NetBSD Problem Report #7122

Received: (qmail 24369 invoked from network); 10 Mar 1999 17:31:27 -0000
Message-Id: <199903101731.RAA00381@shark1.cambridge.arm.com>
Date: Wed, 10 Mar 1999 17:31:13 GMT
From: Richard Earnshaw <rearnsha@cambridge.arm.com>
Reply-To: rearnsha@cambridge.arm.com
To: gnats-bugs@gnats.netbsd.org
Subject: Breakpoints lost under heavy swapping
X-Send-Pr-Version: 3.95

>Number:         7122
>Category:       port-arm
>Synopsis:       Breakpoints lost under heavy swapping
>Confidential:   no
>Severity:       serious
>Priority:       medium
>Responsible:    port-arm-maintainer
>State:          closed
>Class:          sw-bug
>Submitter-Id:   net
>Arrival-Date:   Wed Mar 10 09:35:00 +0000 1999
>Closed-Date:    Wed Apr 09 15:46:50 +0000 2003
>Last-Modified:  Wed Apr 09 15:46:50 +0000 2003
>Originator:     Richard Earnshaw
>Release:        NetBSD-current 19990305
>Organization:
ARM
-- 
>Environment:

System: NetBSD shark1 1.3K NetBSD 1.3K (SHARK) #15: Sat Mar 6 15:01:12 GMT 1999 rearnsha@shark1:/work/rearnsha/netbsd/sys/arch/arm32/compile/SHARK arm32


>Description:
	I've been trying to track down a bug which is causing random 
	seg-faults on my shark when it is swapping heavily and noticed that
	breakpoints set by gdb are not always being honoured.  It would appear
	that a page that has a breakpoint set looses this if the page gets
	swapped out.

>How-To-Repeat:
	Attach to a running program with gdb, set a breakpoint and continue
	execution; exercise the system heavily so that the page containing 
	the breakpoint gets swapped out and then arrange for the process 
	under debug to execute the instruction containing the breakpoint.
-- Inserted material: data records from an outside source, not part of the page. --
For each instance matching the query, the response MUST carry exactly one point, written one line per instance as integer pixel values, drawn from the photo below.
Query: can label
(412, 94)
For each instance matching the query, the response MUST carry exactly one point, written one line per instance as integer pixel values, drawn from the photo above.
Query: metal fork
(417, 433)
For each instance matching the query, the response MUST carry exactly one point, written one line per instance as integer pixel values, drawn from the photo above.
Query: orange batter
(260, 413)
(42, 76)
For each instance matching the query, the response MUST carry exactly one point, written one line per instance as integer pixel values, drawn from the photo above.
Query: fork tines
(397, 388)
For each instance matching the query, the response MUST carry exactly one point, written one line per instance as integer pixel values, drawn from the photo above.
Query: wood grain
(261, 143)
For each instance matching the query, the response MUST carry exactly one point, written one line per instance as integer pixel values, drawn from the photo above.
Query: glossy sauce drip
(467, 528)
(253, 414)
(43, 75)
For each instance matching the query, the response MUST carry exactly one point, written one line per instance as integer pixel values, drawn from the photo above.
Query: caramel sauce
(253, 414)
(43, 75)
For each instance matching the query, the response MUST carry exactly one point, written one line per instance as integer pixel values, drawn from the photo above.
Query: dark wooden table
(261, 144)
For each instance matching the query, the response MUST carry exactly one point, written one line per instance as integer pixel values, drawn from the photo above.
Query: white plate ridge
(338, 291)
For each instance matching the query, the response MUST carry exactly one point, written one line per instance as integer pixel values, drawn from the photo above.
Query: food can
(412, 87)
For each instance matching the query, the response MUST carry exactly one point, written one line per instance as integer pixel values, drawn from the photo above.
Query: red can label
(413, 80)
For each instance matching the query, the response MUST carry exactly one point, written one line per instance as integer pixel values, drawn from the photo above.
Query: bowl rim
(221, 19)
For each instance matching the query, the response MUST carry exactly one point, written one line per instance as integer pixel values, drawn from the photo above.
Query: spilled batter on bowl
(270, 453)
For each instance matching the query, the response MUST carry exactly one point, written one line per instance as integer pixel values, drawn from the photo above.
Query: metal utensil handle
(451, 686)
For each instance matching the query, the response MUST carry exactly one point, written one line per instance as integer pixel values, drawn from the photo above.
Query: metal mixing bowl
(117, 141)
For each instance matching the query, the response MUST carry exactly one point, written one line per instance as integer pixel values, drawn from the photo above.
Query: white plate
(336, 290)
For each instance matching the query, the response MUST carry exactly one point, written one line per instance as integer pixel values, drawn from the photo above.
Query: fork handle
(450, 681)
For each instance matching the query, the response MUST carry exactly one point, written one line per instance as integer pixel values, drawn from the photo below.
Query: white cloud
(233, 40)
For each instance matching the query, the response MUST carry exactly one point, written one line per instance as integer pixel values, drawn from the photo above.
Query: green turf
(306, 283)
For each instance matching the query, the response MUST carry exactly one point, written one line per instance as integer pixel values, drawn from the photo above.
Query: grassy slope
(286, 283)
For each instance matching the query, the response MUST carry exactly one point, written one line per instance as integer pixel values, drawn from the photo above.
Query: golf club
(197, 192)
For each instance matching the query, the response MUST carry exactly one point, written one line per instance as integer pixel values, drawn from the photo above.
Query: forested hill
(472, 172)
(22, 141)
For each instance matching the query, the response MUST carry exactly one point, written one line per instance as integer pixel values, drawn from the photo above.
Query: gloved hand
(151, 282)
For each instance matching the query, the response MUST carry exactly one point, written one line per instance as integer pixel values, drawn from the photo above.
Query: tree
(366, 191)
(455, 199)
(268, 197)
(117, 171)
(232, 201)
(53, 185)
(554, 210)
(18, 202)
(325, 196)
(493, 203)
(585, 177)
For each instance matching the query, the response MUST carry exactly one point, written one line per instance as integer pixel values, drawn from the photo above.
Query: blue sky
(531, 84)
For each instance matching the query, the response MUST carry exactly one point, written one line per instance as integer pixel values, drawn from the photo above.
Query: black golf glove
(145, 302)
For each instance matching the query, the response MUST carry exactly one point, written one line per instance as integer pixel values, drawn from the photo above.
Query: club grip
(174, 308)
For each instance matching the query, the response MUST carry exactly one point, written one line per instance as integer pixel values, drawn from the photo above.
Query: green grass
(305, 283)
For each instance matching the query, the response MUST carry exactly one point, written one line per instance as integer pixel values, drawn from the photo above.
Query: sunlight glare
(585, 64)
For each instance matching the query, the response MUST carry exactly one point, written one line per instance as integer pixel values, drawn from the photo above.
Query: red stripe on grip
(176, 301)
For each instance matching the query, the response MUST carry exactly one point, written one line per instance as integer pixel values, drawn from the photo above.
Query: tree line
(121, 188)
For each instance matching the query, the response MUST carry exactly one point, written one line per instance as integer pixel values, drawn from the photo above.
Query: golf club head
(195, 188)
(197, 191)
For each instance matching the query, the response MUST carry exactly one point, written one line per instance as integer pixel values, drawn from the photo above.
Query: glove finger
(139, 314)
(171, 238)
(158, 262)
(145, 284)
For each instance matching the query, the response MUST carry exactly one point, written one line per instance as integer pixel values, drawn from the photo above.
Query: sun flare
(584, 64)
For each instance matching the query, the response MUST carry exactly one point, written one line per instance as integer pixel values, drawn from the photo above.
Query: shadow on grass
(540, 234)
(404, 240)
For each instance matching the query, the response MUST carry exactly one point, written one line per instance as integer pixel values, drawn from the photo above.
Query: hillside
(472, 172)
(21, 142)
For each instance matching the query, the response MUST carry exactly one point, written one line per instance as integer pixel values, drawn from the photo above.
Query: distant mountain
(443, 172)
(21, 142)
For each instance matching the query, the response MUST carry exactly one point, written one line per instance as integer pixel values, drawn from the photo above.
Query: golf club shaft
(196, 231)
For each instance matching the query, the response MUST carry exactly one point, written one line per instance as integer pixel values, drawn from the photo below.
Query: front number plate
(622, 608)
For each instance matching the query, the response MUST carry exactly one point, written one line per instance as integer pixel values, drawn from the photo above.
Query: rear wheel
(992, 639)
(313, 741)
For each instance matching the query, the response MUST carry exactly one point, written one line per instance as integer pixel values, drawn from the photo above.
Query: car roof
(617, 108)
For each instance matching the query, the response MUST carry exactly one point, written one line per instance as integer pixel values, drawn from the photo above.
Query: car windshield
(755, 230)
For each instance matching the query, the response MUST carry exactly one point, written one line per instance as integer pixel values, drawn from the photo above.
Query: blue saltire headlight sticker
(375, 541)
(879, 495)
	Groan with frustration as the system continues to execute through
	the breakpoint and promptly crashes before you have a chance to stop
	it.

	The specific example where I'm seeing this is /bin/sh when it is
	blocked in wait4(); the breakpoint is on the instruction after the
	SWI and the shell is waiting for a process that is causing a lot
	of swapping.  Eventually the sub-process terminates and the breakpoint
	should be hit.  At the time of termination, TOP is showing that the
	process has a RES value of 0 and that it has been swapped
	(name in angle-brackets).

>Fix:
	The only work-around I have found so far is to modify the executable
	under test to mlock the page where the breakpoint is needed into 
	physical memory.  The breakpoint can then be set and the system is
	unable to swap the page out.

>Release-Note:
>Audit-Trail:

From: Jason Thorpe <thorpej@nas.nasa.gov>
To: rearnsha@cambridge.arm.com
Cc: gnats-bugs@gnats.netbsd.org, tech-kern@netbsd.org, chuck@netbsd.org
Subject: Re: port-arm32/7122: Breakpoints lost under heavy swapping 
Date: Wed, 10 Mar 1999 10:27:07 -0800

 On Wed, 10 Mar 1999 17:31:13 GMT 
  Richard Earnshaw <rearnsha@cambridge.arm.com> wrote:

  > >Synopsis:       Breakpoints lost under heavy swapping

  > >Description:
  > 	I've been trying to track down a bug which is causing random 
  > 	seg-faults on my shark when it is swapping heavily and noticed that
  > 	breakpoints set by gdb are not always being honoured.  It would appear
  > 	that a page that has a breakpoint set looses this if the page gets
  > 	swapped out.

 Hm.

 A page of text is backed by a vnode, and thus, the vnode pager.  So,
 when a fault happens on a text page, the vnode pager pulls the page
 from the backing vnode.  Simple enough; that's how it's always worked
 in NetBSD :-)

 When you set a breakpoint, you're modifying the page.  Since text pages
 are read-only, we must map the page read-write, modify the page, and
 set it back to read-only.

 Since the text page may be shared, we must copy it before we modify it,
 and turn it into an anonymous memory page, backed by swap.  Make sure
 it's marked dirty so that it's cleaned to swap so that faulting it back
 in will work.  This is just basic copy-on-write.

 Here is my guess:

 I suspect that somewhere along the line, in the new path that UVM takes
 to do this sort of thing, the page is becoming reassociated with the
 vnode from which it originally came, so that when the fault happens when
 the process runs again, the text page is pulled from the vnode, thus
 losing your breakpoint (and maybe `leaking' a page of swap, if the COW'd
 text page was clened!)

 Note that in UVM, we don't create a new VM object for the COW'd text
 page (like we would have in Mach VM; COW was the main purpose of
 object chains in Mach VM).  Instead, an `anon' entry is created for
 the page... if an `anon' exists for a page, it is used.  If not, the
 lookup just falls though to the original VM object.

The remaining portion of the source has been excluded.